Controlla come l’identità si comporta oltre al logo. Tipografia, immagini, layout, motion e strumenti per il team mostrano se il progetto può vivere davvero.

Definisci il problema

Nuovo brand, riposizionamento e aggiornamento visivo hanno profondità diverse. Un brief chiaro evita di acquistare strategia quando serve esecuzione, o il contrario.

Chiedi come avviene il rollout

Linee guida, template e affiancamento incidono sull’adozione. Verifica che le persone che useranno l’identità siano considerate nel progetto.

Preparare il brief

Un brief utile per branding & identità parte dalle consegne. Elenca strategia, posizionamento, naming, identità visiva, linee guida, template e applicazioni prioritarie, indicando canale, pubblico e priorità di ciascuna voce. In questo modo lo studio capisce se deve produrre un singolo asset o un sistema, e le varianti importanti non compaiono quando la produzione è già stata stimata.

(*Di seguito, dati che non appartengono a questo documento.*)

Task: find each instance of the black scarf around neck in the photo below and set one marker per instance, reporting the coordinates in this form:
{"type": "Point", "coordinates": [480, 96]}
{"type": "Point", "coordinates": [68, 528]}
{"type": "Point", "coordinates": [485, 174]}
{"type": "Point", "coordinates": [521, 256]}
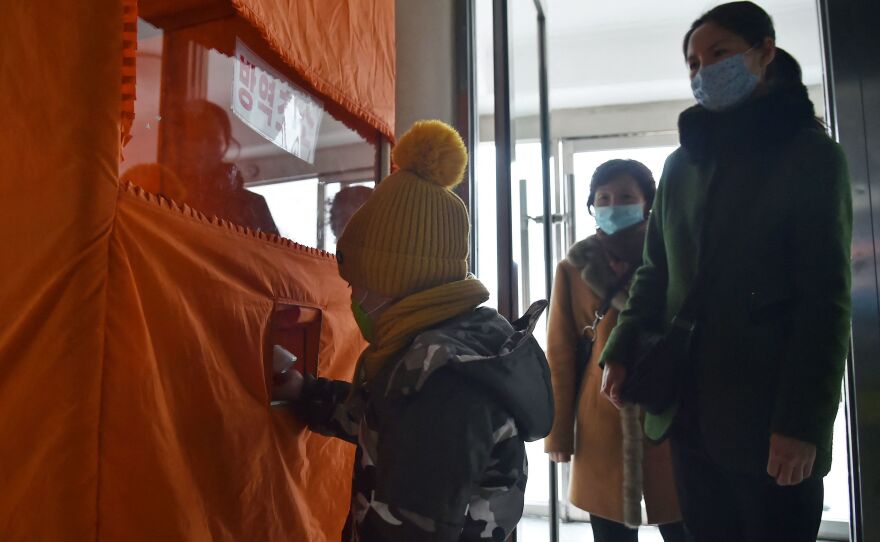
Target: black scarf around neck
{"type": "Point", "coordinates": [763, 123]}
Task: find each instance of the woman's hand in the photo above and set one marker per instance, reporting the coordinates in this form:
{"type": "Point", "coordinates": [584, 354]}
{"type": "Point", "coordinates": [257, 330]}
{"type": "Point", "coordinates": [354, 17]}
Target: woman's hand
{"type": "Point", "coordinates": [560, 457]}
{"type": "Point", "coordinates": [791, 460]}
{"type": "Point", "coordinates": [612, 381]}
{"type": "Point", "coordinates": [287, 386]}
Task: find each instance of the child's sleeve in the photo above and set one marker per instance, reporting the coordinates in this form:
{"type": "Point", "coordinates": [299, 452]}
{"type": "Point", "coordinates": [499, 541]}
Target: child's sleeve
{"type": "Point", "coordinates": [324, 406]}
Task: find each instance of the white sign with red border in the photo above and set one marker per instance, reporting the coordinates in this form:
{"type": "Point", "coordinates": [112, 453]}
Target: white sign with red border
{"type": "Point", "coordinates": [273, 106]}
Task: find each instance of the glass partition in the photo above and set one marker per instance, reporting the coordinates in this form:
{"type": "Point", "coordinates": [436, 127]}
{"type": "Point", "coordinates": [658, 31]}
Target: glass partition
{"type": "Point", "coordinates": [222, 126]}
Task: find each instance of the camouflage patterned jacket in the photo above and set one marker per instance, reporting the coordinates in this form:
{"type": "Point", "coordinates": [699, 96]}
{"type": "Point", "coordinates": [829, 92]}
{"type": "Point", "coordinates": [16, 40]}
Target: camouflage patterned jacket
{"type": "Point", "coordinates": [440, 431]}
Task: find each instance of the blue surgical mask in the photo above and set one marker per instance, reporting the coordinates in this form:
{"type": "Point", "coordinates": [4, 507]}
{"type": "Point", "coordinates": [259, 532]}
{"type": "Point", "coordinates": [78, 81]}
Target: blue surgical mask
{"type": "Point", "coordinates": [724, 84]}
{"type": "Point", "coordinates": [614, 218]}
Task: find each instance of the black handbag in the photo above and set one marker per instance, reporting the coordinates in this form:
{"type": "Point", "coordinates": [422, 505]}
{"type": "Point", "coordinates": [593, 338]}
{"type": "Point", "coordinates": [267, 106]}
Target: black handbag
{"type": "Point", "coordinates": [584, 348]}
{"type": "Point", "coordinates": [662, 360]}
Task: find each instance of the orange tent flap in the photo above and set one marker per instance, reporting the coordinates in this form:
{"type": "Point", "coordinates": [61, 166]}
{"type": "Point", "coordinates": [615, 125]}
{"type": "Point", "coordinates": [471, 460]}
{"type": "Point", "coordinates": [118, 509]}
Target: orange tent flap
{"type": "Point", "coordinates": [343, 48]}
{"type": "Point", "coordinates": [190, 448]}
{"type": "Point", "coordinates": [59, 146]}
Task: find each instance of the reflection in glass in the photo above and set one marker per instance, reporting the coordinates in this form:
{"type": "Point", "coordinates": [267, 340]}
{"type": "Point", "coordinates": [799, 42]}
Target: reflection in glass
{"type": "Point", "coordinates": [193, 141]}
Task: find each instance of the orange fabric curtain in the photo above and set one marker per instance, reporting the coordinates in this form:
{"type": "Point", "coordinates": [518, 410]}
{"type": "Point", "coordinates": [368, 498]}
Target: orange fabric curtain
{"type": "Point", "coordinates": [344, 48]}
{"type": "Point", "coordinates": [132, 341]}
{"type": "Point", "coordinates": [189, 447]}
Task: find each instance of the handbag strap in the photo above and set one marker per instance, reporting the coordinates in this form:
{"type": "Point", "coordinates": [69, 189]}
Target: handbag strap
{"type": "Point", "coordinates": [603, 309]}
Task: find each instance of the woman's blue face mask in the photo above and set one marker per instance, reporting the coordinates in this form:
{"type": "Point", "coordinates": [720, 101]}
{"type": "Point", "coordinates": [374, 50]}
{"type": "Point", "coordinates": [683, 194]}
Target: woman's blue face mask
{"type": "Point", "coordinates": [613, 218]}
{"type": "Point", "coordinates": [725, 84]}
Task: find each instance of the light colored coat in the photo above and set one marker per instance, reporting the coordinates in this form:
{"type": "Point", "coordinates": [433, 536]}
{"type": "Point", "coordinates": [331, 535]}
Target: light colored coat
{"type": "Point", "coordinates": [593, 432]}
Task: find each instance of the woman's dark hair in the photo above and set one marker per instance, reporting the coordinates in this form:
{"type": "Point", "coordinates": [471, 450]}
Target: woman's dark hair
{"type": "Point", "coordinates": [753, 24]}
{"type": "Point", "coordinates": [612, 169]}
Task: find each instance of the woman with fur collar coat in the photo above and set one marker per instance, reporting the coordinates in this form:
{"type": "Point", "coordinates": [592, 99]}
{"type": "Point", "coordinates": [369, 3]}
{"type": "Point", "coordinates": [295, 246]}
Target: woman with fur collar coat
{"type": "Point", "coordinates": [613, 466]}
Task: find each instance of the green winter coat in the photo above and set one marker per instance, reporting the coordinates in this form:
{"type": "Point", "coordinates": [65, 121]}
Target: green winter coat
{"type": "Point", "coordinates": [773, 329]}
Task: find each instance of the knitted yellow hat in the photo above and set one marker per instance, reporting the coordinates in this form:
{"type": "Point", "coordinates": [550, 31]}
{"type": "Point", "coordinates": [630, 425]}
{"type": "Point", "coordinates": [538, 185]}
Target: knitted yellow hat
{"type": "Point", "coordinates": [412, 233]}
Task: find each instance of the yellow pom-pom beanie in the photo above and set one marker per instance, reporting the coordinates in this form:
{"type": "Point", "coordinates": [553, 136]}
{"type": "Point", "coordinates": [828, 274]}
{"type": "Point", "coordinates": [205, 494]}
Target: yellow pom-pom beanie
{"type": "Point", "coordinates": [412, 233]}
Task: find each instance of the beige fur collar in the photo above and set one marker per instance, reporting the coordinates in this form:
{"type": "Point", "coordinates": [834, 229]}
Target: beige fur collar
{"type": "Point", "coordinates": [592, 261]}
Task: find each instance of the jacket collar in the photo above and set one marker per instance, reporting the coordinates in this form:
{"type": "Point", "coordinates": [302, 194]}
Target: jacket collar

Invia obiettivi di business, pubblico, architettura di marca, ricerca esistente, vincoli legali e materiali già in uso. Specifica che cosa è definitivo, che cosa può cambiare e quali parti devono essere create dallo studio. Un pacchetto iniziale chiaro non limita la direzione creativa: rende visibile dove il team può decidere e quali ipotesi devono ancora essere provate.

Chiedi che la proposta separi ricerca, strategia, territori creativi, sviluppo dell’identità, sistema, applicazioni, linee guida e accompagnamento al lancio. Concorda il passaggio decisionale intorno a scelta del territorio creativo e test sulle applicazioni reali, prima di chiudere il sistema. Milestone nominate rendono i preventivi più leggibili e danno a entrambe le parti un momento preciso per approvare il lavoro prima delle fasi più costose.

Nel primo colloquio, chiedi a ogni studio di aprire uno o due casi vicini all’incarico e raccontare il lavoro dietro alle immagini: chi ha definito la direzione, quali parti sono state prodotte dal team, dove sono entrati specialisti esterni e quali decisioni hanno cambiato il risultato. Un racconto preciso è più utile di una lunga lista clienti perché rende concreto il modo in cui il team opera.

Definisci anche il rapporto di lavoro. Individua il contatto quotidiano, le persone che realizzeranno il progetto, i tempi di risposta e ciò che il committente dovrà fornire a ogni milestone. Se il procurement richiede offerte confrontabili, consegna a tutti gli stessi output e le stesse ipotesi; altrimenti i totali descrivono progetti diversi.

Come leggere il preventivo

Confronta il perimetro prima del totale. Le principali variabili di costo sono profondità della ricerca, naming, numero di marchi o linee, quantità di applicazioni, produzione dei contenuti e supporto all’implementazione. Controlla quali fasi, revisioni, spese, licenze, adattamenti e materiali di handover sono inclusi. Se due preventivi sono molto distanti, chiedi a entrambi di spiegare le ipotesi: spesso la differenza sta nella profondità della produzione o negli output esclusi, non soltanto nella tariffa giornaliera. Concorda infine come saranno documentate decisioni e approvazioni, così ogni variazione di perimetro resta visibile a tutte le persone coinvolte.

Domande frequenti

Quanto conta l’esperienza nel mio settore?

Può accelerare la comprensione di vincoli e pubblico, ma non deve produrre soluzioni già viste. Cerca un equilibrio tra conoscenza del contesto e capacità di formulare un punto di vista nuovo.

Che differenza c’è tra rebranding e refresh?

Un rebranding può rimettere in discussione posizionamento, architettura e identità. Un refresh lavora soprattutto su un sistema esistente. Obiettivi e perimetro vanno concordati prima della proposta economica.

Quali deliverable servono alla fine?

Dipende da chi userà il brand. Oltre ai file principali possono servire linee guida, template, librerie digitali, motion rules, indicazioni fotografiche e formazione per i team interni.